POUZAT Jean [Pseudonyme dans la Résistance : Albert]

Par Eric Panthou

Né le 9 août 1904 à Riom (Puy-de-Dôme), mort le 23 avril 1986 à Riom ; ouvrier chez Michelin, membre du Parti communiste (PCF) et de la Confédération Générale du Travail (CGT) ; secrétaire de la cellule PCF de Riom, interné politique, résistant, emprisonné à la Centrale de Eysses ; déporté à Dachau, a quitté le Parti vers 1975.

Fils de Jean, charpentier, et de Marie, née Ray, Jean Pouzat était détenteur d’un CEP.
Il prit sa première carte au PCF en 1922, à la cellule de Riom dirigée alors par Maurice Pérol. Il est ensuite embauché chez Michelin comme charpentier. Il fut affecté spécial, charpentier chez Michelin au service BL depuis le début de la guerre, ce qui évita qu’il soit mobilisé en 1939. Il habitait place Sugny à Clermont-Ferrand.

En 1934, il appartenait à la cellule Nord de Clermont-Ferrand, dirigée par Claude Planeix. Il a toujours eu des responsabilités au sein du Parti, notamment diffusion, action au sein de la FSGT, secrétaire de cellule.

Ses actions lui valurent d’être arrêté après qu’il ait été vu à distribuer des tracts signés Thorez-Duclos devant les usines Michelin le 28 août 1940. Il est alors interné administratif au camp de Mons (Puy-de-Dôme) suite à arrêté du préfet du Puy-de-Dôme en date du 21 septembre 1940. Il a été interné entre le 21 septembre 1940 et le 31 décembre 1941, d’abord à Mons, puis à Nexon (Haute-Vienne) du 1er janvier au 31 décembre 1941. Il est libéré le 1er janvier 1942 sur décision de Pétain, avec 19 autres militants du Puy-de-Dôme.

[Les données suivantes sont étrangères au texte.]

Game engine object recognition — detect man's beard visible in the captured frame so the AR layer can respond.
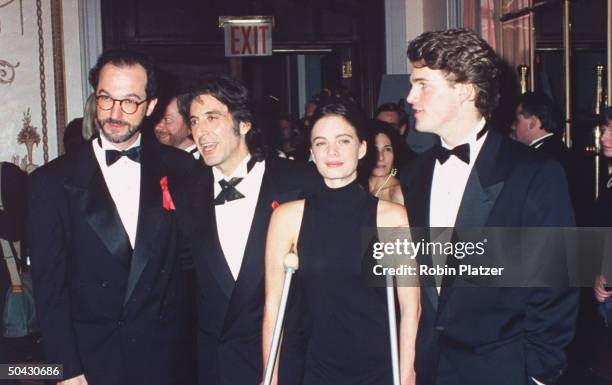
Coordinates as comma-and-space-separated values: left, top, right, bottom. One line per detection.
96, 117, 142, 143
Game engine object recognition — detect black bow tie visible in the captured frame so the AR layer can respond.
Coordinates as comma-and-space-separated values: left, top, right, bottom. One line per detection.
436, 143, 470, 164
106, 146, 141, 166
213, 157, 257, 205
214, 178, 244, 205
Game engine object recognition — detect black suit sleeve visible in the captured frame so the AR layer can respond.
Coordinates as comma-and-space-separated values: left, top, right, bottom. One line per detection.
0, 162, 27, 241
523, 161, 578, 385
28, 169, 83, 378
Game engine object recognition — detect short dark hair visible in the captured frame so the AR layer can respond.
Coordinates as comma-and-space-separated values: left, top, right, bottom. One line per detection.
178, 73, 266, 160
310, 96, 367, 141
407, 28, 501, 118
363, 119, 404, 177
89, 49, 157, 100
518, 92, 559, 133
374, 102, 408, 128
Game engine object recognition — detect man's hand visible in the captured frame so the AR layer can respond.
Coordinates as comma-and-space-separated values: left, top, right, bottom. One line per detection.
57, 374, 87, 385
593, 275, 612, 303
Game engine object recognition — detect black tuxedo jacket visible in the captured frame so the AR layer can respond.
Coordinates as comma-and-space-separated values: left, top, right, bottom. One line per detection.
29, 138, 195, 385
401, 127, 577, 385
177, 158, 322, 385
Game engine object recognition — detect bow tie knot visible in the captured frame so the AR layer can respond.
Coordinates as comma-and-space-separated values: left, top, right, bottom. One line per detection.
436, 143, 470, 164
106, 146, 141, 166
214, 178, 244, 205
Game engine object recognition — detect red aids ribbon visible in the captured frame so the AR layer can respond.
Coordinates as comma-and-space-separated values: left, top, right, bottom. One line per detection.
159, 176, 176, 211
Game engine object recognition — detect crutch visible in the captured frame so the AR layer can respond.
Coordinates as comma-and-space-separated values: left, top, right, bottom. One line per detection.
386, 274, 400, 385
263, 253, 299, 385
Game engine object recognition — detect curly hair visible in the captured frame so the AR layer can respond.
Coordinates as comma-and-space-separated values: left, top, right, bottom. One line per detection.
89, 49, 157, 100
177, 72, 267, 160
407, 28, 501, 118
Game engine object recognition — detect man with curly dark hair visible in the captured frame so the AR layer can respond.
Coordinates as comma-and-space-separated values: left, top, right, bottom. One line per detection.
401, 29, 577, 385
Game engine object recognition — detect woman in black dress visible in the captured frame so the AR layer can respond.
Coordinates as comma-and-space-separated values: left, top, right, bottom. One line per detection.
263, 100, 420, 385
366, 120, 404, 205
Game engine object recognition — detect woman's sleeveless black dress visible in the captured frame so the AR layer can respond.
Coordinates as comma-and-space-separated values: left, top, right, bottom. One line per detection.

Dans un premier temps, après sa libération, il figure parmi les personnes susceptibles d’obéir à un mot d’ordre, classées communistes, portées sur la liste "S" établie en application de la circulaire du 2 juin 1942. Quoique suspectes au point de vue politique, les personnes qui figurent sur cette liste n’ont manifesté aucune activité depuis juin 1940 qui puisse justifier un internement, estime un rapport du 6 août 1942 des Renseignements Généraux.

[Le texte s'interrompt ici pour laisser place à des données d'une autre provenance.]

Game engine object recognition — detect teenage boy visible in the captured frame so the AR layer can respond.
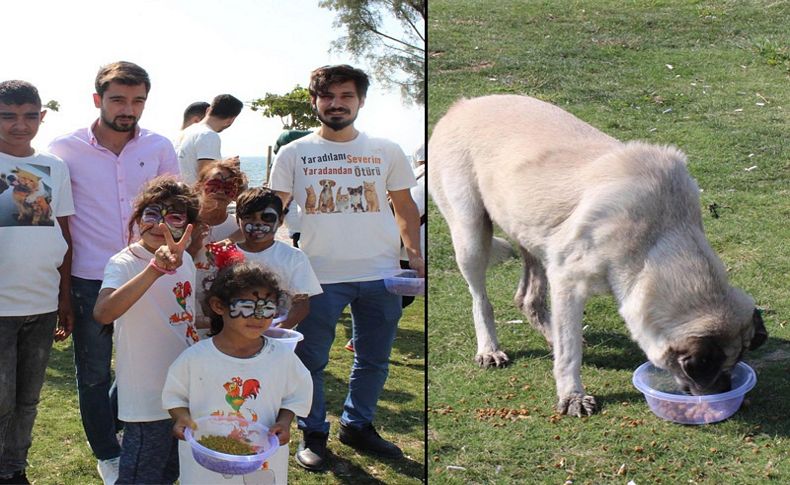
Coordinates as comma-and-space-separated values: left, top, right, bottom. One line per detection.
271, 65, 425, 470
49, 61, 178, 484
0, 81, 74, 484
176, 94, 244, 184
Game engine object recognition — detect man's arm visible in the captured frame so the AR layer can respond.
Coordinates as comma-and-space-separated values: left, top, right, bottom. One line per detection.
55, 217, 74, 342
389, 189, 425, 278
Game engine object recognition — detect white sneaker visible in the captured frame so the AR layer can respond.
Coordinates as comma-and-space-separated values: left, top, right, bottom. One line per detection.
96, 457, 121, 485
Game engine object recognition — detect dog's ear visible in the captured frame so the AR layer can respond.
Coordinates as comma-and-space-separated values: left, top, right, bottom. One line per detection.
678, 337, 726, 387
749, 308, 768, 350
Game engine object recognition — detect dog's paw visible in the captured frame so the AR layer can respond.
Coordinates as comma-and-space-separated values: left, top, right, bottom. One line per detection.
475, 350, 510, 369
557, 392, 598, 418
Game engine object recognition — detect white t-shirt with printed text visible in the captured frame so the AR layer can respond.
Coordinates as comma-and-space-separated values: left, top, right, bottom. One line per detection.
0, 152, 74, 317
270, 133, 416, 284
162, 338, 313, 485
101, 243, 198, 422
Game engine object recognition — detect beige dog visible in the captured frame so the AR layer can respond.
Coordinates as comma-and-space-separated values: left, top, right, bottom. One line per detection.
428, 96, 767, 416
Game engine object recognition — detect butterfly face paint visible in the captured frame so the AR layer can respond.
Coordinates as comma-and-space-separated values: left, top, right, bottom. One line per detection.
230, 298, 277, 320
242, 207, 280, 239
140, 204, 188, 239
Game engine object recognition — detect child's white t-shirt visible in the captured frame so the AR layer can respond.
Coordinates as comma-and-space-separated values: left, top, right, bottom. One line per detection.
162, 338, 313, 485
0, 152, 74, 317
101, 243, 198, 422
239, 241, 324, 296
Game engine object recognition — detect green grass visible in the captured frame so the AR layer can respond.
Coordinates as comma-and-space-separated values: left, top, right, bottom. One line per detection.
28, 298, 425, 485
428, 0, 790, 484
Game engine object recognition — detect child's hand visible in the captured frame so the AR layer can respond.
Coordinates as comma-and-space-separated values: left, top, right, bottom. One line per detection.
154, 222, 192, 271
269, 422, 291, 445
173, 414, 197, 440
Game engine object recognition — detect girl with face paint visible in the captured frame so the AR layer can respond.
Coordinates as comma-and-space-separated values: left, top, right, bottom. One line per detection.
93, 177, 198, 483
220, 187, 322, 328
162, 258, 312, 484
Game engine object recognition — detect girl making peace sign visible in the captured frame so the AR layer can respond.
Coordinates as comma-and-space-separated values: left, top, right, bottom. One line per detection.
93, 177, 198, 484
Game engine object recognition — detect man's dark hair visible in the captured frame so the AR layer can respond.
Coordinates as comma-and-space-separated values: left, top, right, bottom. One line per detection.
0, 80, 41, 108
236, 187, 283, 220
308, 64, 370, 98
96, 61, 151, 96
211, 94, 244, 120
184, 101, 211, 123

Pourtant, une fois libéré, il avait rejoint l’Organisation Spéciale à Clermont-Ferrand.
Son nom de résistant, Albert, figure bientôt sur un document trouvé chez un des responsables de l’Organisation Spéciale. Il est indiqué qu’Albert a transporté des armes.
Des renseignement recueillis par le commissaire Herviot de l’inspection générale des services de police judiciaire à Vichy, il résultait qu’un certain Petiot, habitant Firminy (Loire) devait rencontrer le 14 juin 1942 à Clermont-Ferrand à l’angle des boulevards Fleury et Lafayette, Jean Pouzat. Il devait remettre à ce dernier des carcasses de bombes dont Justin Gibert assurait le chargement. Petiot ne vint pas au rendez-vous et Pouzat fut appréhendé Place de Jaude, le 12 et non le 14 juin, alors qu’il s’éloignait du lieu fixé après une assez longue attente. Il déclara agir pour l’organisation illégale du parti communiste mais tout ignorer des instructions qu’un inconnu, dit-il, devait lui transmettre. Gibert prétendit ne rien savoir de tout cela et la confrontation avec Pouzat ne donna rien.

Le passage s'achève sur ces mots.